Pese a las modificaciones que Malle y Rappeneau habían
efectuado sobre su novela (como la supresión del narrador, la sola sugerencia
de elementos homosexuales en la relación entre el tío Gabriel y su mujer o una
cierta infantilización del personaje de Zazie), Queneau se mostró muy
satisfecho de esta adaptación. También porque le abrió a la popularidad entre
el gran público, después de que consiguiera el prestigio entre las “élites” con
la que probablemente sea su obra maestra: “Ejercicios de estilo”, editada en
1947. Y, sin duda, porque pese a que sus dominios fueran los literarios,
siempre estuvo fascinado por el mundo del cine. Pero no ya porque otras de sus
novelas, como “Le Dimanche de la vie”, fueran asimismo llevadas a la pantalla,
sino porque intervino directamente en la creación de diversos films.

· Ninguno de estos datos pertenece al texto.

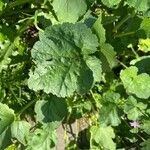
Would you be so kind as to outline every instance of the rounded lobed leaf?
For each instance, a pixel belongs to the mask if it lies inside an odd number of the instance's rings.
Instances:
[[[150,97],[150,76],[147,73],[138,74],[138,68],[131,66],[121,71],[120,78],[127,92],[143,99]]]
[[[101,79],[101,62],[93,56],[97,46],[97,37],[84,24],[48,27],[31,51],[36,67],[29,88],[58,97],[86,93]]]

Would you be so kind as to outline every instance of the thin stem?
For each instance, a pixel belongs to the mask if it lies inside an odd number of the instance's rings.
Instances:
[[[121,66],[123,66],[125,69],[126,68],[128,68],[123,62],[121,62],[120,60],[118,60],[118,62],[119,62],[119,64],[121,65]]]
[[[117,30],[129,19],[131,18],[132,15],[128,14],[127,16],[125,16],[112,30],[112,32],[117,32]]]
[[[34,0],[22,0],[22,1],[20,0],[20,1],[10,2],[8,4],[8,8],[16,7],[16,6],[23,5],[25,3],[31,3],[31,2],[34,2]]]
[[[124,36],[128,36],[128,35],[133,35],[133,34],[135,34],[135,32],[120,33],[120,34],[114,35],[114,38],[120,38],[120,37],[124,37]]]
[[[125,122],[125,124],[130,128],[130,129],[132,129],[130,126],[129,126],[129,124],[122,118],[122,120]],[[141,136],[141,135],[139,135],[138,133],[136,133],[136,135],[140,138],[140,139],[142,139],[142,141],[145,141],[145,139]]]
[[[132,52],[134,53],[135,57],[136,57],[136,58],[139,58],[139,55],[136,53],[136,51],[134,50],[133,47],[131,47],[131,50],[132,50]]]

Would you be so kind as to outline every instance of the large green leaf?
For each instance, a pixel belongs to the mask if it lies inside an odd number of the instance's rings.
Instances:
[[[118,126],[121,121],[117,106],[111,103],[103,105],[100,109],[99,121],[100,124]]]
[[[115,150],[116,144],[113,142],[115,138],[112,127],[92,126],[90,129],[91,139],[99,145],[100,149]]]
[[[120,78],[128,93],[143,99],[150,96],[150,76],[147,73],[138,74],[138,68],[131,66],[121,71]]]
[[[51,127],[36,129],[28,136],[26,150],[50,150],[56,143],[56,133]]]
[[[29,135],[30,128],[30,124],[26,121],[15,121],[11,125],[12,137],[26,145],[26,138]]]
[[[116,52],[114,51],[113,47],[105,43],[105,29],[102,25],[102,16],[100,15],[96,22],[93,25],[93,30],[96,33],[99,46],[100,46],[100,59],[102,61],[102,68],[104,71],[110,71],[111,68],[116,66],[117,59],[116,59]]]
[[[53,0],[52,6],[60,22],[74,23],[87,9],[85,0]]]
[[[11,144],[11,130],[8,128],[2,134],[0,134],[0,150],[4,150]]]
[[[65,99],[56,96],[47,97],[45,100],[37,101],[35,105],[37,121],[45,124],[61,122],[67,114]]]
[[[30,71],[29,88],[58,97],[86,93],[101,79],[101,62],[92,55],[97,46],[84,24],[48,27],[31,50],[36,67]]]
[[[14,121],[14,111],[6,104],[0,103],[0,134]]]

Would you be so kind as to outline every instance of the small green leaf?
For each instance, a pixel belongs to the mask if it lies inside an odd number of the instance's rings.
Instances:
[[[50,150],[56,144],[56,133],[51,127],[36,129],[27,141],[26,150]]]
[[[102,105],[102,108],[100,109],[99,121],[100,124],[118,126],[121,121],[117,106],[111,103]]]
[[[61,123],[67,114],[67,104],[65,99],[56,96],[47,97],[45,100],[37,101],[35,113],[37,121],[43,124]]]
[[[140,144],[142,146],[141,150],[149,150],[150,149],[150,139],[147,139],[143,143]]]
[[[52,6],[60,22],[74,23],[87,9],[85,0],[53,0]]]
[[[137,11],[146,12],[149,9],[149,0],[127,0],[126,3]]]
[[[105,29],[102,25],[102,15],[100,15],[93,25],[93,30],[96,33],[100,45],[106,42]]]
[[[144,33],[145,38],[150,38],[149,28],[150,28],[150,18],[145,17],[145,18],[143,18],[143,20],[140,24],[140,28],[139,28],[140,35],[142,34],[142,37],[143,37],[143,33]]]
[[[4,150],[10,144],[12,144],[11,130],[8,128],[2,134],[0,134],[0,150]]]
[[[101,149],[116,149],[116,144],[112,140],[113,138],[115,138],[112,127],[92,126],[90,129],[90,133],[92,141],[96,142]]]
[[[138,44],[139,50],[147,53],[150,51],[150,39],[139,39],[139,44]]]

'La Mort en ce jardin", de Luis Buñuel (1956)
De hecho, llegó a dirigir un cortometraje en 1950, ‘Le Lendemain’,
por encargo de Henri Langlois, director de la Cinemateca Francesa. Y colaboró
en los guiones de otros varios cortos, con especial resonancia en ‘Le chant du
Styrène’, de Alain Resnais, que recogía la fabricación del plástico y para el
que Queneau escribió un texto “en off” nada menos que en versos alejandrinos.
Y, por lo que nos toca, debemos destacar que estuvo junto a Buñuel en el guion y
los diálogos de ‘La Mort en ce jardin’, de rodaje muy dificultoso en México y
film nada apreciado por su director. Aunque sí guardase un recuerdo cariñoso
hacia Queneau, según manifestó en su día a José de la Colina y Tomás Pérez
Turrent: “Era un hombre de talento. Se le
ocurrían soluciones que sirven de ejemplo de lo que es buen diálogo
cinematográfico. Queneau era un escritor excepcional, con mucho sentido del
lenguaje hablado. Había sido surrealista, pero cuando yo ingresé en el
movimiento, él ya no estaba. Lo conocí precisamente al hacer esta película.
Como guionista no le atraían las escenas demasiado fuertes. A mí tampoco”.
Palabra de Don Luis.
(Publicado en "La sombra del ciprés", suplemento cultural de "El Norte de Castilla", de Valladolid, 21 de noviembre de 2015).